Les fondements philosophiques du droit naturel spinoziste

A un correspondant qui lui demande quelle est la différence entre sa vision politique et celle de Hobbes, Spinoza répond brièvement et modestement ceci : « Vous me demandez quelle différence il y a entre Hobbes et moi quant à la politique: cette différence consiste en ce que je maintiens toujours le droit naturel et que je n’accorde dans une cité quelconque de droit au souverain sur les sujets que dans la mesure où, par la puissance, il l’emporte sur eux ; c’est la continuation de l’état de nature » . L’enseignement principal que l’on peut retenir de cette réponse faite par Spinoza, c’est que la différence entre Hobbes et lui ne se porte pas sur ce qu’est le droit de nature, mais sur sa localisation ou son emploi. Cette différence réside principalement dans le fait que Hobbes conçoit la cité comme une sortie de l’état de nature, alors que lui considère qu’il s’agit de sa continuation. Dès lors le contrat, moyen par lequel on passe d’un état à un autre ne consiste pas dans une rupture avec l’état de nature. En effet, derrière l’engagement des hommes à vivre ensemble et à se dessaisir de leur droit pour le confier à l’un ou à quelques uns d’entre eux, il faut toujours voir le discours de la puissance. Le pouvoir du souverain se mesure au degré de participation des sujets à l’exercice de la souveraineté et au degré de puissance que le détenteur du pouvoir est capable d’exercer sur eux. Cette ontologie de la puissance a pour conséquence un anti-juridisme, un rejet de la médiation juridique d’un pouvoir souverain au profit de la puissance de la multitude.

LES BASES D’UNE THEORIE METAPHYSIQUE DE L’HOMME

LE DIEU IMMANENT DE SPINOZA ET LA QUESTION DU DETERMINISME

Fonder le droit naturel sur des bases métaphysiques, tel est l’un des objectifs majeurs du spinozisme. C’est pourquoi dans sa conceptualisation comme dans sa démarche, il a senti la nécessité de s’appuyer sur l’ontologie qui en est incontestablement le socle. Toute la théorie spinoziste est en effet basée sur une métaphysique qui prend pour point de départ l’être suprême qu’est Dieu. L’ouverture même de l’Ethique traduit manifestement cette volonté de déduire le droit humain et, de façon plus générale, toutes choses à partir de la puissance de Dieu. Tout au début de ce texte, Spinoza propose une série de définitions qui ont pour but d’expliciter la notion même de Dieu.
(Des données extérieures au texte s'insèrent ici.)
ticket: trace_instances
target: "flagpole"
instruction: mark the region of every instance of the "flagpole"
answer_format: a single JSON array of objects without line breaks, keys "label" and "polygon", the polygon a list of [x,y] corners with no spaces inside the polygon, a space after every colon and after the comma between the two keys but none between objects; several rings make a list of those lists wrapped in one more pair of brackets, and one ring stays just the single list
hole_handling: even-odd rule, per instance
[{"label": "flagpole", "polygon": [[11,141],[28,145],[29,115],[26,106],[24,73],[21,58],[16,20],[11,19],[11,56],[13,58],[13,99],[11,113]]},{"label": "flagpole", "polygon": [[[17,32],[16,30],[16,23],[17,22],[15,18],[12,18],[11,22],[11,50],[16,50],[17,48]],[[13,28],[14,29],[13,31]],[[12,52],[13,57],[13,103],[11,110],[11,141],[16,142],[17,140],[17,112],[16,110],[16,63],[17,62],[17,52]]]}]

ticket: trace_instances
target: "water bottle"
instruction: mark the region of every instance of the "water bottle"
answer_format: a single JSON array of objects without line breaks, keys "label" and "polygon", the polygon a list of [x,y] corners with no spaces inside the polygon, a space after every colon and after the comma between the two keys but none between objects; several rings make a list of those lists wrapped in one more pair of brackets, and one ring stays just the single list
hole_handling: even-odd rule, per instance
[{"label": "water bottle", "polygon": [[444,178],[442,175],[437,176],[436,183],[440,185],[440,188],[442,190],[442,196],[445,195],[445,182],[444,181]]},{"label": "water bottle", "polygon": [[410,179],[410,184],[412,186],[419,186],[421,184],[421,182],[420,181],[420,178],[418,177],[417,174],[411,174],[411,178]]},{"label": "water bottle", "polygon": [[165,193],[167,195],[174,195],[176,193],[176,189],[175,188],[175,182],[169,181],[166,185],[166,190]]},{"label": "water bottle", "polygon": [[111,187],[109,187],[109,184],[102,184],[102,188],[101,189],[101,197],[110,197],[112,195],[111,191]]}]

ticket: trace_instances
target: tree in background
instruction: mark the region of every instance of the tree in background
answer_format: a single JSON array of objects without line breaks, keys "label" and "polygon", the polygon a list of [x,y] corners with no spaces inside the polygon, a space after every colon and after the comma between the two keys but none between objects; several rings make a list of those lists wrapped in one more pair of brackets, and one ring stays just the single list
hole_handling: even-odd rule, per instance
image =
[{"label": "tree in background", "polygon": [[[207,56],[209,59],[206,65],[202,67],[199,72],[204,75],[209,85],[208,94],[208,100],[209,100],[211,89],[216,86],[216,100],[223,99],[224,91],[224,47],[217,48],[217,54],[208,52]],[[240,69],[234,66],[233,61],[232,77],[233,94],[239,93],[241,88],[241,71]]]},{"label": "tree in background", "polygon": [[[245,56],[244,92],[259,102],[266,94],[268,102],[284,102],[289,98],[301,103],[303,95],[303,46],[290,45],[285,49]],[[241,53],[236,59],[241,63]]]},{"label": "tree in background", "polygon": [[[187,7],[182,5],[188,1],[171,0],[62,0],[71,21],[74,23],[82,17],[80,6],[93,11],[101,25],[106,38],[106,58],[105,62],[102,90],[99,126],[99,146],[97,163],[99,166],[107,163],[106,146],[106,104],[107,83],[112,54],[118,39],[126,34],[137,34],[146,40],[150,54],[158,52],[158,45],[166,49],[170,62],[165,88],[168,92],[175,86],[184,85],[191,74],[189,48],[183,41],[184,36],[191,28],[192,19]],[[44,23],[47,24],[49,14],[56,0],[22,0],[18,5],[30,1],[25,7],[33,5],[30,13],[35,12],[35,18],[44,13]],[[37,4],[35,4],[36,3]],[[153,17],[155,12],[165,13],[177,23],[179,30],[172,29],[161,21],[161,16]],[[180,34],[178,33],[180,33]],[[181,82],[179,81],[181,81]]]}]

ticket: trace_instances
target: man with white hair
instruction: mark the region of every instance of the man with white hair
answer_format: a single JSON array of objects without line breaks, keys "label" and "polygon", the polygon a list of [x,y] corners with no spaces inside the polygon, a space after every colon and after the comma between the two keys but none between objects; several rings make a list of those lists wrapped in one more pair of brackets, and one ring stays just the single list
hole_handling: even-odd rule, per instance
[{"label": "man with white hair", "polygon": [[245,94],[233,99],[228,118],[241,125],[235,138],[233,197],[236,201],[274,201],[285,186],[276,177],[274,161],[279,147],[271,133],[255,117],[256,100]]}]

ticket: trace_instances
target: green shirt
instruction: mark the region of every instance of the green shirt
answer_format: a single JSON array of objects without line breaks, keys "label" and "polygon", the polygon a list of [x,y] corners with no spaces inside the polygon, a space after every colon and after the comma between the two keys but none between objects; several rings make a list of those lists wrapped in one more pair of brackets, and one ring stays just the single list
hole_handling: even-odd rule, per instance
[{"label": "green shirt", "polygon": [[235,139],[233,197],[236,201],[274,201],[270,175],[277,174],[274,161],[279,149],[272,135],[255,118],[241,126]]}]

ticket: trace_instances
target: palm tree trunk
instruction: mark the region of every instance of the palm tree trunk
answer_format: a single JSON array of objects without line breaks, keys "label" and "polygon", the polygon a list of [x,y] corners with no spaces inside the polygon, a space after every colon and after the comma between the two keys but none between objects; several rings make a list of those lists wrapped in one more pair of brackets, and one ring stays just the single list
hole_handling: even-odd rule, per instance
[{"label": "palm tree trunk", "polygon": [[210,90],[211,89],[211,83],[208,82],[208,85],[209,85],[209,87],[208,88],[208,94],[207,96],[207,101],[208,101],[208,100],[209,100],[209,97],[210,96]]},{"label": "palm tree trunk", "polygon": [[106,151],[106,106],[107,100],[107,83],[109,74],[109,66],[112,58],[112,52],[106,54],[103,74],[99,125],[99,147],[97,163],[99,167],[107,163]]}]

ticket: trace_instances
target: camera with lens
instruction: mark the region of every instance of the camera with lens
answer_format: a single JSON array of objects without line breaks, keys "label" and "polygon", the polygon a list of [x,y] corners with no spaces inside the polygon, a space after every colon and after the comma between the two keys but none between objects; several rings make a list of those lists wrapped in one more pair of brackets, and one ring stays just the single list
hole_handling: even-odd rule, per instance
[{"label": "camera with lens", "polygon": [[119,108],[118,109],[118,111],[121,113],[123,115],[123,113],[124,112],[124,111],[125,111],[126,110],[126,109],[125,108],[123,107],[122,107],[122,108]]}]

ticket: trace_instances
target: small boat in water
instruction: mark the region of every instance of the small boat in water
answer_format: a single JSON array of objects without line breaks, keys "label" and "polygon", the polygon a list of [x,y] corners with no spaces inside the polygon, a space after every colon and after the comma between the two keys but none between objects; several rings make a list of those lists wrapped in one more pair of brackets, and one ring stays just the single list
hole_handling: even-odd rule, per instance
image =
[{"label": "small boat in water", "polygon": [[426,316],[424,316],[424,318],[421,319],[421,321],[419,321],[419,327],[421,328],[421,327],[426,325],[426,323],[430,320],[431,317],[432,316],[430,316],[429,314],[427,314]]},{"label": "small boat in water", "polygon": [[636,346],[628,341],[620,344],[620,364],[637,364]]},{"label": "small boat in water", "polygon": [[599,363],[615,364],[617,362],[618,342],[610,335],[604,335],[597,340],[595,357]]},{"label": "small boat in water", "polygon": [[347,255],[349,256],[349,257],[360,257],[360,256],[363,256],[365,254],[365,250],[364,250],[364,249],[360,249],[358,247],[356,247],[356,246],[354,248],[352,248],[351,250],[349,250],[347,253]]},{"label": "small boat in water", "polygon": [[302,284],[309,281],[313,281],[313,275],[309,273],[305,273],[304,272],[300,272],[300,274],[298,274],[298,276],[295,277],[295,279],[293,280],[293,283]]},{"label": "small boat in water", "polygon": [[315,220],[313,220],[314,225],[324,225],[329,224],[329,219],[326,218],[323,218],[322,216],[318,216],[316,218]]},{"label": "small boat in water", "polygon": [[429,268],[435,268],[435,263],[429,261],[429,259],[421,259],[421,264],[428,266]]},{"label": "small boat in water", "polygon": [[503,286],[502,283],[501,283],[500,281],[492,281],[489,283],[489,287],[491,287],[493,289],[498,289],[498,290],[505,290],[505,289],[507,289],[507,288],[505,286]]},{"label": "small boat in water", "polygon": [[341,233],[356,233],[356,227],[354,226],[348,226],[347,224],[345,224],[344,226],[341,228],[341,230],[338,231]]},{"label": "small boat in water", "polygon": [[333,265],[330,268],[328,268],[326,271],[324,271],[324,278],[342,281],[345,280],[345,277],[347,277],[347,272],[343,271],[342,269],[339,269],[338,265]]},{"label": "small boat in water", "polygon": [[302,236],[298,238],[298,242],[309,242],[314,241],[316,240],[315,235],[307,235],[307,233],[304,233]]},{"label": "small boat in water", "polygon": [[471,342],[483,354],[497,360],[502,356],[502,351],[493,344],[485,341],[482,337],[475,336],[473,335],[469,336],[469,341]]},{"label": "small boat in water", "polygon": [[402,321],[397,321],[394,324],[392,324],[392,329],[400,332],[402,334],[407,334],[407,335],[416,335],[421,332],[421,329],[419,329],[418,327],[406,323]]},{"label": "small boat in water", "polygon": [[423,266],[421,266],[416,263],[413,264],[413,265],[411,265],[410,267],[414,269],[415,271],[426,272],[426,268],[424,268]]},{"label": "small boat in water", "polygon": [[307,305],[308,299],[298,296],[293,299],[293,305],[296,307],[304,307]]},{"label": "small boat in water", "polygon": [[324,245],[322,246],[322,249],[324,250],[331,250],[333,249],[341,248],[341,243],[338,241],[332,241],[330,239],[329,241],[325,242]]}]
Ce dernier, nous dit-il, est « un être absolument infini, c’est-à-dire une substance constituée par une infinité d’attributs dont chacun exprime une essence éternelle et infinie » . Spinoza définit Dieu comme étant un être éternel et infini qui englobe en son sein même une multitude d’attributs qui tous existent en lui et par lui. Ces attributs, éternels eux aussi, expriment (chacun à sa manière) l’essence de Dieu. L’intellect humain n’en connaît cependant que deux : l’Etendue et la Pensée. Ces attributs sont susceptibles de modifications. L’Etendue en se modifiant devient corps ; quant à la Pensée, elle a pour modification l’esprit. Spinoza insiste sur le fait que nous ne pouvons connaître que ces deux attributs dans la mesure où l’âme humaine, étant l’idée du corps, ne peut percevoir que ce qu’enveloppe l’idée du corps ou ce qui peut être conclu de cette idée. Tout attribut étant conçu par soi, ne peut être déduit d’un autre : les attributs autres que la Pensée et l’Etendue ne peuvent donc être déduits de la Pensée et l’Etendue que nous connaissons. Nous ne pouvons donc comprendre les choses naturelles que par notre esprit ou notre corps ; c’està-dire par un moyen physique ou spirituel. Et tout fait physique est rapporté à un fait mental ou spirituel. Spinoza critiquera amèrement le dualisme cartésien.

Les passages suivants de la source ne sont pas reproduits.